Students help students with Partners in Learning program

  • Posted: Wednesday, February 5, 2014 11:45 p.m.
    UPDATED: Wednesday, February 5, 2014 11:46 p.m.
Students in the Partners in Learning after-school program pack bags of food for the Communities in Schools backpack program, which sends the food home with students who need it.
Students in the Partners in Learning after-school program pack bags of food for the Communities in Schools backpack program, which sends the food home with students who need it.

On Tuesday afternoon, one of the after-school groups at Partners in Learning worked steadily packing food for the Communities in Schools backpack program. They had an efficient process as the kids walked around the board room table, filling plastic bags with rice, canned goods and various snacks.

All the kids smiled, but worked with a purpose until 100 bags were filled, tied and made ready for pickup.


“It took a while for the kids to find a rhythm, but now I just tell them how many of each item go in a bag, and step back out of the way,” project leader Tim Honeycutt said. “They really enjoy the work and understand the purpose for it.”

During the previous school year, the Salvation Army, Rowan Rotary, and Communities in Schools of Rowan County all came together to provide the backpack program.

“Our part was to identify the students in need, and we originally packed the bags too,” said Emily Harrison, a Communities in Schools site coordinator who works at North Rowan Middle School.

The Salvation Army provided the food and Rowan Rotary Club bought the backpacks and handled transportation, she said. The program served 20-25 students each week by putting the food bags into backpacks and discreetly sending them home on Friday afternoons.

The program continued with the 2013-14 school year, adding Partners in Learning to the mix. The Salvation Army still provides the food, but Partners in Learning picks up the food and bags it. Next, Rowan Rotary transports the bags to North Middle and Communities in Schools drops the food bags into the backpacks to complete the process.

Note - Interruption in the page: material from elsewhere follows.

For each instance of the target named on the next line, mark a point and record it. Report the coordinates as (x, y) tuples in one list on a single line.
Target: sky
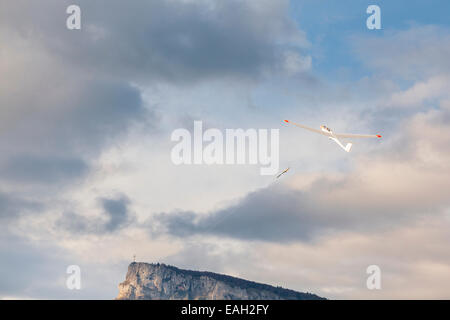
[(86, 117)]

Early in this school year, the service was expanded to 65 students. Recently, the need has increased again and the after-school group at Partners in Learning is now packing 100 bags.

“This is a great service,” Harrison said. “Communities in Schools is so happy to work with these other wonderful organizations to make this happen, especially since so many students need extra food and snacks at home over the weekend.”

At Partners in Learning, the kids who pack the bags come from Overton, Isenberg and Hurley elementary schools, as well as North Hills Christian School. Autumn King, an 8-year-old from Hurley Elementary, loves the project.

“I feel so bad that the kids don’t have enough food, and don’t want them to starve,” she said. “Kids who get this food know that they will have something eat for the whole weekend.”

Angelina Ebeling, a fourth-grader from Overton Elementary, said she loves packing the bags and wants to do more.

“About a year ago, I volunteered at Rowan Helping Ministries and saw a fifth-grader spending the night there. She was doing her homework while we were cleaning dishes,” Angelina said. “I prayed for her and other kids who don’t have food. I plan to have a yard sale to help out.”

Luis Avilez, a third-grader at Overton, said, “I want to do this because it is a way that I can help out the community.”

Partners in Learning Program Coordinator Michelle Macon works with Communities in Schools, and when the discussion came up about volunteers, she knew that it would be a good fit for the after-school program. After-school kids and summer camps have participated in various service projects including Rowan Helping Ministries, Meals on Wheels and visiting a local nursing home weekly to play games with residents.

“We believe in the importance of teaching kids to serve others. It is also important to teach them empathy, which is often lacking in today’s world,” said Partners in Learning Executive Director Norma Honeycutt. “Service projects allow the kids to see the world through the eyes of others, engages their compassion and teaches responsibility. It doesn’t get much better than that.”

Honeycutt said it is “such a blessing to stand back and watch the kids fill the bags. If one of the kids doesn’t put the right amount of an item in a bag, one of the other kids will probably point it out. The children look forward to this every week.”

Important for the future of the backpack program are the food donations to the Salvation Army.

“We now want to serve 100 kids a week. Not as much food is being donated now. We can use all the help we can get. We need food and monetary donations are always welcome,” Salvation Army staff member Melissa Cline said.

To help, contact Cline or Lt. Josh Morris at 704-636-6491.

Partners in Learning plans to continue the program long-term.

“It warms my heart that all the organizations have come together to make the backpack program successful,” Harrison said. “Many of the families have gone through a rough patch and need the extra help. This is what many of the students often express to me, and they are very appreciative for this service.”

Communities in Schools and the Salvation Army are United Way agencies.